85.こすからい結婚披露宴の中間搾取

 ブライダル・プレーヤーという職業がある。
 結婚式や披露宴でピアノやエレクトーンを弾く奏者のことで、たくさんの人が仕事をもらおうとひしめいている。彼らが手にする金額は、ほとんどが一回一万円前後。なのに今東京では、大体三万五千−五万円の演奏料を結婚業者は取っている(会場に備わっていたり借りたりする楽器使用料二−三万をこのほかに取るところもある)。

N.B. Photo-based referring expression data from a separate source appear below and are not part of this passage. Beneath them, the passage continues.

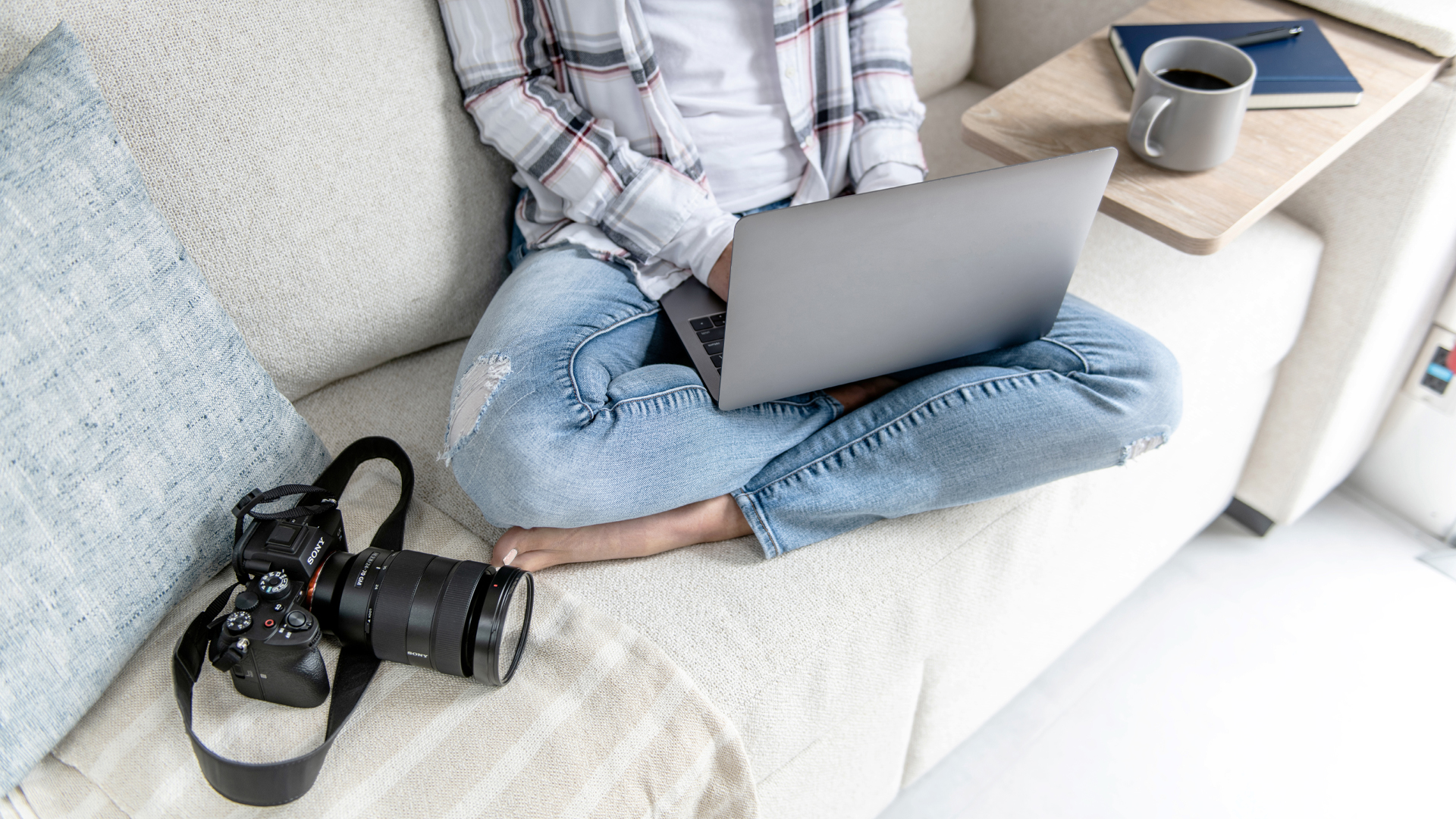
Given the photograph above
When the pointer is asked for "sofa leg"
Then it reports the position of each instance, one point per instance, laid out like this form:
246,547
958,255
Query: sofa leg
1253,519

 実に、手取りの倍から四倍もの金が中間で消えてしまっているのだ。
 そんな実態を僕が知ったのは、音楽家ユニオンの特別顧問会議の席上であった。
 日本音楽家ユニオンはあらゆるジャンルのプロ音楽家の団体で全国的な組織。作曲家の故・芥川也寸志氏、ジャズピアニストの秋吉敏子氏、ホルン奏者千葉響氏などとともに僕も特別顧問の末席を汚し、活動などにつきアドバイスする合議を年二度持っている。ユニオンと聞くと、アカだという古い通念がまだあるが、一党一派やイデオロギーに偏しない集まりで、偏しないように目を光らすのも特別顧問の役目である。

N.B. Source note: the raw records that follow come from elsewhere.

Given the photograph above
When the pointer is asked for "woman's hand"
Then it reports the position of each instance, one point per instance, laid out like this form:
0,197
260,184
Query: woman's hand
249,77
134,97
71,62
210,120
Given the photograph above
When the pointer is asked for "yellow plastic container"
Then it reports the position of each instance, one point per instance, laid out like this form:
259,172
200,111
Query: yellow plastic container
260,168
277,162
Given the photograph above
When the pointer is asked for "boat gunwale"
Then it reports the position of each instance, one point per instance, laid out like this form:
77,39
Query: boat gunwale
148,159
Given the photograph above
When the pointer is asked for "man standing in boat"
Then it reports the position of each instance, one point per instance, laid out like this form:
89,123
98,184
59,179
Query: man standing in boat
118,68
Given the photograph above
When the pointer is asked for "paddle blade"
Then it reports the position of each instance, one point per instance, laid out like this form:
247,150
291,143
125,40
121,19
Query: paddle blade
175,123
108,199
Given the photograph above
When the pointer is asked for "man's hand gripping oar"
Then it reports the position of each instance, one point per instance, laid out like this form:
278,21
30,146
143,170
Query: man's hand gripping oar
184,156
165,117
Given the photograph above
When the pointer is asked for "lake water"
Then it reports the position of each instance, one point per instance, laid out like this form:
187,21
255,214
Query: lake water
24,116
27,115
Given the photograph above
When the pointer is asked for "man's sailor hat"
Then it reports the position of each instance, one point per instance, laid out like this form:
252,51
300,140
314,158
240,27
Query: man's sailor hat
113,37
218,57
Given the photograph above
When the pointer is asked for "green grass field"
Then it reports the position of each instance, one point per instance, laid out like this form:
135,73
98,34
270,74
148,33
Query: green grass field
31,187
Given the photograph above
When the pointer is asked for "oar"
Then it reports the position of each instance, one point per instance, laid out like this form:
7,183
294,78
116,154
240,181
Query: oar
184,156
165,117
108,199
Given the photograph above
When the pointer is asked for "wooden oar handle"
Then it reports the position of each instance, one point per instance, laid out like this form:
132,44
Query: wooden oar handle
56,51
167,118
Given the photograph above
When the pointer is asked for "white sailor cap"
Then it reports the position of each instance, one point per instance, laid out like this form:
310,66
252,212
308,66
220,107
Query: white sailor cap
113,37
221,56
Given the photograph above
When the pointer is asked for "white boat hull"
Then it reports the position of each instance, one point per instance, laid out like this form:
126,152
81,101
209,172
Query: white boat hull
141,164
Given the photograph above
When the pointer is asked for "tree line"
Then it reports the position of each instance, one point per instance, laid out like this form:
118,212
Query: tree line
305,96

 合議では前記の驚くべきピンハネ状態が、ジャズピアニスト八城一夫氏より仄聞として報告され、即座に何人かが異口同音にそれを裏付けた。
 善男善女が大金を払わされているのは、ほとんどの場合、プレーヤーが中間業者によって結婚式・宴会場にあっせんされ、そこでキックバックと称する、業者から担当者に渡されるリベートや盆暮れのつけ届けを含んだ、あっせん料を取られるからである。
 だが後の仕事欲しさにプレーヤーは泣き寝入りをしている。
 業者の存在は必要だろう。だが、例えば僕のようなクラシック演奏家の場合は、演奏料からマネジャーには一五%以上はビタ一文払わないし、要求もされない。
 ブライダル・プレーヤーが法外に取られるのは、式をあげる方たちの知識の無さと、有り余るプレーヤー、という状態につけ込んだ悪徳商法の犠牲であるからだ。